Handles database connections and queries:

```python
class BaseDatabase(ABC):
    @abstractmethod
    def connect(self) -> None:
        """Establish connection"""
        pass
    
    @abstractmethod
    def execute(self, query: str) -> Tuple[List[Tuple], List[str]]:
        """Execute query and return results"""
        pass
    
    @abstractmethod
    def get_schema(self) -> str:
        """Get database schema"""
        pass
```

**Implementations:**

- `SQLiteDatabase` - SQLite databases
- `PostgreSQLDatabase` - PostgreSQL databases
- `MySQLDatabase` - MySQL databases
- Custom implementations welcome!

### 3. Formatter Interface (`BaseFormatter`)

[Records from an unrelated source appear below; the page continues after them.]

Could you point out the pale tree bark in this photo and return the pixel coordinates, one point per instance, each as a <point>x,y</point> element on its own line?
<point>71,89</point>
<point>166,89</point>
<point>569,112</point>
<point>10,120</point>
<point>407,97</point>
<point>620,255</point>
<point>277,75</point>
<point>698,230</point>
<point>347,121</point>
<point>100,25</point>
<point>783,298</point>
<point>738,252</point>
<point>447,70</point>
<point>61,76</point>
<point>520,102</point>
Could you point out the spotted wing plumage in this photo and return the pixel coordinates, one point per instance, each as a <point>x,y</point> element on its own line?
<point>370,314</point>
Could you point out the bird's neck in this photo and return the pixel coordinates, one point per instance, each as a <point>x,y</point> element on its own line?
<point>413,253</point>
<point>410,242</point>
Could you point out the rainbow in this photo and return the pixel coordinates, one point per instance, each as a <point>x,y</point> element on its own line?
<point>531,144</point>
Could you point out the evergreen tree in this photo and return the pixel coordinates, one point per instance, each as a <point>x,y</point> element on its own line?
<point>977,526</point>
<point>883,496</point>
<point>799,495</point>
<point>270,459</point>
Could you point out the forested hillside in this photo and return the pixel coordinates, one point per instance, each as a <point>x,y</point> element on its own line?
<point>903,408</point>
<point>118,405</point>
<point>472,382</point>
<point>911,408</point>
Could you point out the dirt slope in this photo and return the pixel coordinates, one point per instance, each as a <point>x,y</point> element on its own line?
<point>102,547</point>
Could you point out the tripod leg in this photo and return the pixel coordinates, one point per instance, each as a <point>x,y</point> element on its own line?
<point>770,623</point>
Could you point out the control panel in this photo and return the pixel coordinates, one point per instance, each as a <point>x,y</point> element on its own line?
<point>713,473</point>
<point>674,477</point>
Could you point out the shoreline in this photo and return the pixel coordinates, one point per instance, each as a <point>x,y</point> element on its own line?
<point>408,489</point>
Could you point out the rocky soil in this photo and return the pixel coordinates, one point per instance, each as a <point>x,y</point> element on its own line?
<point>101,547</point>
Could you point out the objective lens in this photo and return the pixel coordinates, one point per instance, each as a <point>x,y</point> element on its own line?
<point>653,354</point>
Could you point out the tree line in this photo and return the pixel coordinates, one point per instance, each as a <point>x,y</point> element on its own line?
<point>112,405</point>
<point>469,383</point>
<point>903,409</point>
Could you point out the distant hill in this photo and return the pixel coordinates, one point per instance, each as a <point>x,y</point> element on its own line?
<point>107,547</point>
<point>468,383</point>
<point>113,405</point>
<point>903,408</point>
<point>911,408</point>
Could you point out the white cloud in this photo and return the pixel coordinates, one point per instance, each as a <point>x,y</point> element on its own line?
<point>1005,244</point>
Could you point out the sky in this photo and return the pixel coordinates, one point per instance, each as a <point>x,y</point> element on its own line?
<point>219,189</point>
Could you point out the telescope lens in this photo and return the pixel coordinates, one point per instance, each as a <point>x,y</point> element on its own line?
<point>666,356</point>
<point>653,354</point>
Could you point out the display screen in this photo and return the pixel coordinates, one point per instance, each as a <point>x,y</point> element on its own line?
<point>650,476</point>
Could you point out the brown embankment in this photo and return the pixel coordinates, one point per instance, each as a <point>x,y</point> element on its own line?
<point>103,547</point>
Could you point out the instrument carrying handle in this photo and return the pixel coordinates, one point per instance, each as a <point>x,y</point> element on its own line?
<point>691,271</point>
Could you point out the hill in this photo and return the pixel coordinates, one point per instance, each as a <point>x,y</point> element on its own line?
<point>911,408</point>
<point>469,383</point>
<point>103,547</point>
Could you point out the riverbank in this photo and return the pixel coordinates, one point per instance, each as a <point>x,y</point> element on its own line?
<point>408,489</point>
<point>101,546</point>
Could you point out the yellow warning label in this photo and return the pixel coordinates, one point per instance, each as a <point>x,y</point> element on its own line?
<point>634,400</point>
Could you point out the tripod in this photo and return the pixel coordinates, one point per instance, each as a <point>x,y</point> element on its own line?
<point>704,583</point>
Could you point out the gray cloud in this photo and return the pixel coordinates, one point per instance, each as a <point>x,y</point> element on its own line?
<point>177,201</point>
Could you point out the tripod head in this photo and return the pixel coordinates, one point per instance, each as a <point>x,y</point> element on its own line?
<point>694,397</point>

Handles output format conversion:

```python
class BaseFormatter(ABC):
    @abstractmethod
    def format(self, data: List[Tuple], columns: List[str]) -> Any:
        """Format query results"""
        pass
```

**Implementations:**

- `PandasFormatter` - pandas DataFrames
- `PolarsFormatter` - Polars DataFrames
- `JSONFormatter` - JSON objects
- `ArrowFormatter` - Apache Arrow tables
- `CSVFormatter` - CSV strings
- Custom implementations welcome!

### 4. SQLAgent (Orchestrator)

The main agent that coordinates all components:

```python
class SQLAgent:
    def __init__(self, llm: BaseLLM, database: BaseDatabase):
        self.llm = llm
        self.database = database
    
    def query(self, query: str, type: str = "pandas") -> Any:
        """Execute natural language query"""
        pass
```

## Advanced Usage

### Custom Context

```python
context = """
The 'users' table tracks user signups and activity.
The 'sessions' table records user sessions with duration.
The 'transactions' table contains revenue data.
"""

df = sqlagent.query(
    "What's the average session duration for paying users?",
    context=context,
    type="pandas"
)
```

### Query Validation

```python
# Enable strict validation
sqlagent = SQLAgent(
    llm=OpenAILLM(api_key="YOUR_API_KEY"),
    database=SQLiteDatabase(path="/data/analytics.db"),
    validate_queries=True,  # Default: True
    max_retries=3  # Retry failed queries
)
```

### Caching

```python
# Enable query caching
sqlagent = SQLAgent(
    llm=OpenAILLM(api_key="YOUR_API_KEY"),
    database=SQLiteDatabase(path="/data/analytics.db"),
    cache_queries=True,  # Cache SQL generation
    cache_ttl=3600  # Cache for 1 hour
)
```

## License

See [LICENSE](LICENSE) file for license details.